When the KTM Duke siblings launched in India, these were no ordinary motorcycles. They were razor sharp handlers, punched out more power than their counterparts, and were priced extremely competitively. Of course, refinement levels did leave something to be desired. Now for 2017, KTM has gone and given us yet another Duke sibling, the 250 Duke. Although KTM did not initially plan to bring the 250 to India, the new 2017 390 Duke has gotten more features and become more expensive in the process. This has created a bit of a vacuum in the pricing with the 200 and the 390 Dukes. And that’s where the 250 Duke comes in.
While the sharp styling of the 250 Duke has been inspired by the 1290 Super Duke R, it shares most of its bodywork and frame with the new 2017 390. Both get the new two-part trellis frame with the exposed, bolt-on sub-frame and 13.5-litre tank. This new look for the bike appears a fair bit more aggressive than the older Duke design. And from a distance, the 390 and 250 Dukes look quite similar. What sets them apart besides the obvious numeric decals is the headlight. The 250 Duke misses out on the split LED headlight setup the 390 version gets. The 250’s headlight still retains that angular, forward jutting contour but is a single unit instead. It also gives the all-new TFT instrument console seen on the 2017 390 Duke a miss. Instead, it makes do with the same digital unit as the 200 Duke. Another point of differentiation is the blacked out wheels on the 250 Duke.
The all-new metal tank on the 250 Duke is well chiselled, and really accentuates the aggressive styling of the rest of the motorcycle with those angular tank cowls. The key-switch is positioned at the fore-part of the tank and is no longer at the base of the speedometer console. The seat design has also changed, and the new, longer seat has a decent amount of padding for the rider as well as pillion. The 250 Duke shares its two-stage, side-slung exhaust with the 390 Duke. Although it retains that typically tinny KTM soundtrack, it has a decent amount of bass in its exhaust note once the revs start to climb.

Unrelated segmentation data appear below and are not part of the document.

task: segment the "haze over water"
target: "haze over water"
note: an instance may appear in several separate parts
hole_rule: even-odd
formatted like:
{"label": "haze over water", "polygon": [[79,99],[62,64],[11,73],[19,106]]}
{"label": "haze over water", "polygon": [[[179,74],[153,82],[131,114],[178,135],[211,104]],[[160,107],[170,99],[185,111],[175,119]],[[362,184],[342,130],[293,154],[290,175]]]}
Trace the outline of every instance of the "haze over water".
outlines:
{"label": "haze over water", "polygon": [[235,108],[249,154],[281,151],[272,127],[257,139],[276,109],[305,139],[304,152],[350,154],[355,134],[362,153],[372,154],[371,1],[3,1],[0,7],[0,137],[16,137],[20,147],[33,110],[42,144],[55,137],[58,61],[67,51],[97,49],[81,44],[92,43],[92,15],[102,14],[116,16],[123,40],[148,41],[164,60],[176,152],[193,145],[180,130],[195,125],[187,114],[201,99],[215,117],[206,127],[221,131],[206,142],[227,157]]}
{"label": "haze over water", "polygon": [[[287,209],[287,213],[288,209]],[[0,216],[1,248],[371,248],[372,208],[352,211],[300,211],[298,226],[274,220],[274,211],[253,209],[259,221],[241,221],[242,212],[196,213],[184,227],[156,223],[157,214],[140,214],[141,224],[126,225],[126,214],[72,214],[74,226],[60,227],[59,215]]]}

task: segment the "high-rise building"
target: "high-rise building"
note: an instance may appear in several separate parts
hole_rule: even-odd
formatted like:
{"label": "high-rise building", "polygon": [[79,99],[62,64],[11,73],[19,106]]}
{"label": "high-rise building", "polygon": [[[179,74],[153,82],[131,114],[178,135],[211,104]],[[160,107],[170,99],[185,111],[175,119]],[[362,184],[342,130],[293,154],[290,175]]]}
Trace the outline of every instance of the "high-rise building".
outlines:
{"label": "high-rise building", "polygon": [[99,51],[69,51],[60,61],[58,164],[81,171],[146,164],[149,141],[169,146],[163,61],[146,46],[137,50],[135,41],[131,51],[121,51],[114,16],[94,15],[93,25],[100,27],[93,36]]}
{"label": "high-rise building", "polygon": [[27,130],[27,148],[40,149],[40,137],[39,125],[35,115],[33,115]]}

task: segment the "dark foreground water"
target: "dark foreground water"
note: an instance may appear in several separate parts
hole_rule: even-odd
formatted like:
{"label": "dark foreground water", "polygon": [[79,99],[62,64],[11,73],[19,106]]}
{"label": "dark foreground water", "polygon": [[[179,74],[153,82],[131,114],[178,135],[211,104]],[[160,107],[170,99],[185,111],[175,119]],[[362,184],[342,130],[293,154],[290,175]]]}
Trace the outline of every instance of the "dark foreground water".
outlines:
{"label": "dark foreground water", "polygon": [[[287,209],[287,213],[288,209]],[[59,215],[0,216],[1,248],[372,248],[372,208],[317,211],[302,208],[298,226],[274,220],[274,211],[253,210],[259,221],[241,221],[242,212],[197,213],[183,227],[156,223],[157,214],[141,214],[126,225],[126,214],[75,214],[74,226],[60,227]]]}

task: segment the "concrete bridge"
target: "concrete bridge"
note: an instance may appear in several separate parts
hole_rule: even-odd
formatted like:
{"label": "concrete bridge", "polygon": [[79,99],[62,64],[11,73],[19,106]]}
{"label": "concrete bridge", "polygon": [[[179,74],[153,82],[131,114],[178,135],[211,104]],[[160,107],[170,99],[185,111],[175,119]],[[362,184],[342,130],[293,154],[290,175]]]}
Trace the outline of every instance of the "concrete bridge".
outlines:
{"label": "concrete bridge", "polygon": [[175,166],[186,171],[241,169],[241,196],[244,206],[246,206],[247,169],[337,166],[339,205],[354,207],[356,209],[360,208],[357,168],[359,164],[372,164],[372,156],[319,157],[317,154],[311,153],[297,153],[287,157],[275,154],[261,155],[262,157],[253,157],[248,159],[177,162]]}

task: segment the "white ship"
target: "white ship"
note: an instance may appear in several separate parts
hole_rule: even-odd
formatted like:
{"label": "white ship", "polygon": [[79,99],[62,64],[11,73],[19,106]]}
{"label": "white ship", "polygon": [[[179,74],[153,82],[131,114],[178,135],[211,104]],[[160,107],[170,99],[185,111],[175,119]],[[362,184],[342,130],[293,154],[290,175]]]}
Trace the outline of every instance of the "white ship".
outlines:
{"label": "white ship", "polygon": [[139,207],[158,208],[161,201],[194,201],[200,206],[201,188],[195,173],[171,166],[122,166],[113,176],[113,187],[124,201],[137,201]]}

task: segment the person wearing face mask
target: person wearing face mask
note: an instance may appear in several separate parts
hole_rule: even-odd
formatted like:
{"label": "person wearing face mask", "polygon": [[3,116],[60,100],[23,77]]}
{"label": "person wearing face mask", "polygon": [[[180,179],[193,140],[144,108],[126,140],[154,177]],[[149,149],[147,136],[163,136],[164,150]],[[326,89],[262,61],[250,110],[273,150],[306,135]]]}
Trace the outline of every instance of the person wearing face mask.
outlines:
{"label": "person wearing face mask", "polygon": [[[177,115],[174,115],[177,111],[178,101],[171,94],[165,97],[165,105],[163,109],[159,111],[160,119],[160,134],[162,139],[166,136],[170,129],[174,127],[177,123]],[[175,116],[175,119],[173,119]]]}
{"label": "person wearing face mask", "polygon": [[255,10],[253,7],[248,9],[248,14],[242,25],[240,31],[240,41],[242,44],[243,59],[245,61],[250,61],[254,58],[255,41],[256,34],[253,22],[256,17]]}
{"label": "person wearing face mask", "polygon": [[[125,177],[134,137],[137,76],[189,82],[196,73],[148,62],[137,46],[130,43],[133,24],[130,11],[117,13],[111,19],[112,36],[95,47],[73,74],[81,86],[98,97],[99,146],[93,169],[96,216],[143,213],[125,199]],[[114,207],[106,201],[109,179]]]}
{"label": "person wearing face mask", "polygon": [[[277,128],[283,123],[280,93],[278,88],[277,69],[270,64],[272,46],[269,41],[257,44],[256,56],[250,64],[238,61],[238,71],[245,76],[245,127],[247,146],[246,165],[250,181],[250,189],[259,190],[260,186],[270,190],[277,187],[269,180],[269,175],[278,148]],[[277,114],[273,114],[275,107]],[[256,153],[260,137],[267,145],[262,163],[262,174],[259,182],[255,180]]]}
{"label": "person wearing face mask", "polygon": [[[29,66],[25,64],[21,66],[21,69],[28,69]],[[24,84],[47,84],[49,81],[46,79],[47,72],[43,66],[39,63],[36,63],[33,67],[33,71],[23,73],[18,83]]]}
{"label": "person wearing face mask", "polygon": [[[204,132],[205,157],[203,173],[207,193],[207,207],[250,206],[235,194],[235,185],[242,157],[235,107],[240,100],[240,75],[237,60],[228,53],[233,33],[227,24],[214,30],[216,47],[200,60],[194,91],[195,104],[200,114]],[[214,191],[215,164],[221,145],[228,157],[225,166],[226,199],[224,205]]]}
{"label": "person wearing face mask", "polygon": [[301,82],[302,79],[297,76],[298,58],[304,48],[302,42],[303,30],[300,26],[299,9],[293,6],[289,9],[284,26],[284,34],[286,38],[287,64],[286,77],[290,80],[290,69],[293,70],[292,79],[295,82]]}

The exposed tubes of the bolt-on trellis sub-frame flow neatly into the rear side-panel and really add a kind of raw appeal to the bike. There’s another decal on the underside of this panel that denotes the 250cc of displacement. All of this culminates in a well-shaped, sharp-looking rear end that now houses a twin LED taillight.
Get astride the new 250 Duke and the seating posture is a rather familiar one; it retains the neutral posture from the older Dukes. But the new 830mm seat height, and new foot pegs that are a little further rear-set, make this new bike feel a little less cramped than the older models. Although it isn’t much, the 30mm increase in seat height may be a bit cumbersome for shorter riders.
The new, quarter-litre Duke uses a 249cc single-cylinder, liquid-cooled and fuel-injected engine which produces 30hp and 24Nm. Crank the engine up and there are a few vibrations that filter through the handle-bar at idle. But once you get to higher revs, this tends to smooth out. When initially pulling off the line in first gear, the bottom-end does feel a bit sluggish; but in a typically Duke fashion, the punch kicks in with the mid-range and the top-end feels strong.
The engine is mated to a slipper-clutch-equipped, six-speed gearbox. Shifts through the gears feel smooth and precise, with the slipper clutch kicking in rather smoothly to even out hard down-shifting. The ratios for the higher gears, however, did feel a bit confusing out on the race track; fifth gear would pull all the way to a speedo-indicated 136kph on the back-straight, and sixth gear would see an increase of just 1kph (137kph). Maybe in the real world KTM intended for the sixth gear to be more of a cruising gear, but out on the race-track it didn’t make much sense.
The 250 Duke also misses out on the ride-by-wire tech and stickier Metzelers from the 390. Instead, it's shod with MRF Revz C1 rubber, which provided decent levels of grip around the Bajaj test-track. Stopping power comes from a 300mm disc with a four-piston caliper up front, and a 230mm disc with a single-pot at the rear, which is the same setup as in the Duke 200. The front brake feels strong and has a decent amount of feedback as well. However, there's no ABS offered on the 250 Duke, even as an option.
While clocking a few laps around the curvy Bajaj test-track, the 250 Duke really felt in its element. The new chassis provides an immense amount of confidence. Changes in direction are handled with a reasonable amount of briskness and cornering stability is commendable. The bike feels planted and really encourages you to push deep into the corners.
At Rs 1.73 lakh (ex-showroom, Delhi), the new 250 Duke not only bridges the gap between the 200 and the 390 in terms of pricing, but also in terms of power and features. It doesn’t have the kind of manic power the 390 does, but it still has enough punch to keep things interesting. Although, we still wish KTM would offer ABS as an option on this model. Overall, KTM has provided us with yet another brilliant machine, albeit at a bit of a premium cost. We can’t wait to get this motorcycle out in the real world and see how it fares.